Responsabilité de l’agent immobilier à l’égard du tiers acquéreur : pas de garantie des vices cachés – limite au devoir d’information
Publié le 28 Juin 2021
Dans un jugement prononcé le 2 janvier 2019, le Tribunal de première instance francophone de Bruxelles (R.C.D.I., 2019/1, pp. 25 et s.) apporte deux éléments qui viennent contribuer à la clarification du périmètre de la responsabilité des agents immobiliers à l’égard du tiers acquéreur. L’agent immobilier n’est pas débiteur d’une garantie des vices cachés, laquelle concerne le seul vendeur du bien. Si vice caché il y a, il incombe au premier chef au vendeur de le signaler à l’acquéreur et non au commissionnaire désigné pour mettre l’acquéreur et le vendeur en relation.
Bref rappel des données du litige
Monsieur L. a vendu un immeuble à Monsieur F. par l’intermédiaire de l’agent immobilier K.
Après la passation de l’acte authentique et l’occupation des lieux par l’acquéreur, celui-ci se plaint de nuisances sonores importantes dues à l’activité, dans l’immeuble voisin, de déchargement de marchandises par transpalettes, puis à leur transfert par ascenseur à destination d’un supermarché.
L’acquéreur demande la condamnation solidaire du vendeur, du syndic et de l’agent immobilier sur la base de la garantie des vices cachés visée aux articles 1641 et suivants du Code civil.
Rejet de la demande en garantie des vices cachés dirigée contre le vendeur
Le tribunal distingue judicieusement l’environnement normalement bruyant auquel l’acheteur pouvait s’attendre de celui, plus spécifique et inattendu, résultant des bruits matinaux de déchargement de camions par transpalettes. Seuls les derniers peuvent être envisagés même s’il peut y être remédié. C’est la présence du vice au moment de la vente qui seule doit être prise en considération, pour autant, néanmoins, précise le tribunal, que la situation ne soit pas purement passagère, comme le serait celle d’un chantier.
En l’espèce, le tribunal qualifie les nuisances spécifiques comme étant à la frontière entre un trouble excessif de voisinage provoqué par le voisin et une véritable situation vicieuse. Selon le tribunal, déterminer si le bien vendu était affecté d’un vice lors de la vente ne pourrait en tout cas se résoudre que par une mesure d’instruction.
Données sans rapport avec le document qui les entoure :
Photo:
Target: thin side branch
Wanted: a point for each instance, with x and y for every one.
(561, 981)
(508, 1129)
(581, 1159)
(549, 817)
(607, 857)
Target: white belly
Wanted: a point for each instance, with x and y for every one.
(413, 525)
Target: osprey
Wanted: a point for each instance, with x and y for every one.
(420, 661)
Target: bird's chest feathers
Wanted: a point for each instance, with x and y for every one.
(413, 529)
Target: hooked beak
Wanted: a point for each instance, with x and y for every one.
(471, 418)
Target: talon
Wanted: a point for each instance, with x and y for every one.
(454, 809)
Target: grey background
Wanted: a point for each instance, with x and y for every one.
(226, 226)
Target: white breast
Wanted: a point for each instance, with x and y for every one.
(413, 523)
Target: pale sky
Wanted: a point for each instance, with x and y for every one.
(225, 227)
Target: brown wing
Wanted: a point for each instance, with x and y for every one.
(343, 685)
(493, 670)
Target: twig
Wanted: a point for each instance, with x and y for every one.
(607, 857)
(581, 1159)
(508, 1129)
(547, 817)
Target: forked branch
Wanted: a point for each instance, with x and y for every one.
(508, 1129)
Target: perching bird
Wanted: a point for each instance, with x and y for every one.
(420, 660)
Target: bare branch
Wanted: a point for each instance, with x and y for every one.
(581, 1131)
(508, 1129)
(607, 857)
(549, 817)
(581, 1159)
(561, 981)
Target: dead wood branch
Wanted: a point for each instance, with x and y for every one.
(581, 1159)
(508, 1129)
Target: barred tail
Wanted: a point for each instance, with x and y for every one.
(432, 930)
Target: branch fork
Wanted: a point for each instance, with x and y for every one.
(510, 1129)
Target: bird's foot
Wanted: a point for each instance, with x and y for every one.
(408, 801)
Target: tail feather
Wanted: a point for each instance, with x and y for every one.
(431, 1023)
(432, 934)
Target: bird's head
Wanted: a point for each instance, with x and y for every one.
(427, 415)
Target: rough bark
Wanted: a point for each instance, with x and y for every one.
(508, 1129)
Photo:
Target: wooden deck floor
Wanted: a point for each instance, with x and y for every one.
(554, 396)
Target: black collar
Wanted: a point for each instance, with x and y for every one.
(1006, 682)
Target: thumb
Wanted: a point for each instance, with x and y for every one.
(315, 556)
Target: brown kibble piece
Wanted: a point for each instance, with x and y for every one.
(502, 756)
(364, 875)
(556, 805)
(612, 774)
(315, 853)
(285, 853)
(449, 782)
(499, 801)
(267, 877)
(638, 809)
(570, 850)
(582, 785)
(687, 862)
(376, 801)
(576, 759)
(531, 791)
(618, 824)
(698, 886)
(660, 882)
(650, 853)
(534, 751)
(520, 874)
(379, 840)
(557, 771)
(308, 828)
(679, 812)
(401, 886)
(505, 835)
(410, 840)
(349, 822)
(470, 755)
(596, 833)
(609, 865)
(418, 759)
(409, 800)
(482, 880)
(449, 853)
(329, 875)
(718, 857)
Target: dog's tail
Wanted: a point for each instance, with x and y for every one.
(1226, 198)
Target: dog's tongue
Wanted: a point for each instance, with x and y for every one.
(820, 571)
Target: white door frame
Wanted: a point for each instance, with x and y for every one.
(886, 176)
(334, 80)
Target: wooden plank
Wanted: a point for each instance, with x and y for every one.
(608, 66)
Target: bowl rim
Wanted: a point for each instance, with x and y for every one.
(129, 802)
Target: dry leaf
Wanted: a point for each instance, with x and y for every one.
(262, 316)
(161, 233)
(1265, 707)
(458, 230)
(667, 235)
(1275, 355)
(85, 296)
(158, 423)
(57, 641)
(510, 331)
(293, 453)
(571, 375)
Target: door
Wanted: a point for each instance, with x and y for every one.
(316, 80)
L’expertise n’est cependant pas ordonnée par le tribunal compte tenu de la validité de la clause d’exonération de la garantie des vices cachés du vendeur contenue dans l’acte de vente. L’acquéreur n’a en effet pas pu démontrer que le vendeur connaissait l’existence des nuisances sonores préalablement à la vente, de sorte que la clause d’exonération peut sortir ses effets.
Rejet de la demande dirigée contre le syndic et l’agent immobilier
L’acquéreur demande la condamnation solidaire du vendeur, du syndic et de l’agent immobilier sur la base de la garantie des vices cachés visée aux articles 1641 et suivants du Code civil, ce que le tribunal, à très juste titre, juge impossible. La garantie des vices cachés est due par le seul vendeur et la même demande ne saurait prospérer contre le syndic ou l’agent immobilier.
Cela semble une évidence, mais le tribunal rappelle qu’il faut éviter la confusion entre les obligations du vendeur et les obligations de l’agent immobilier. À supposer une demande du tiers acquéreur fondée sur une responsabilité extracontractuelle du syndic et de l’agent immobilier, le tribunal apporte d’autres enseignements.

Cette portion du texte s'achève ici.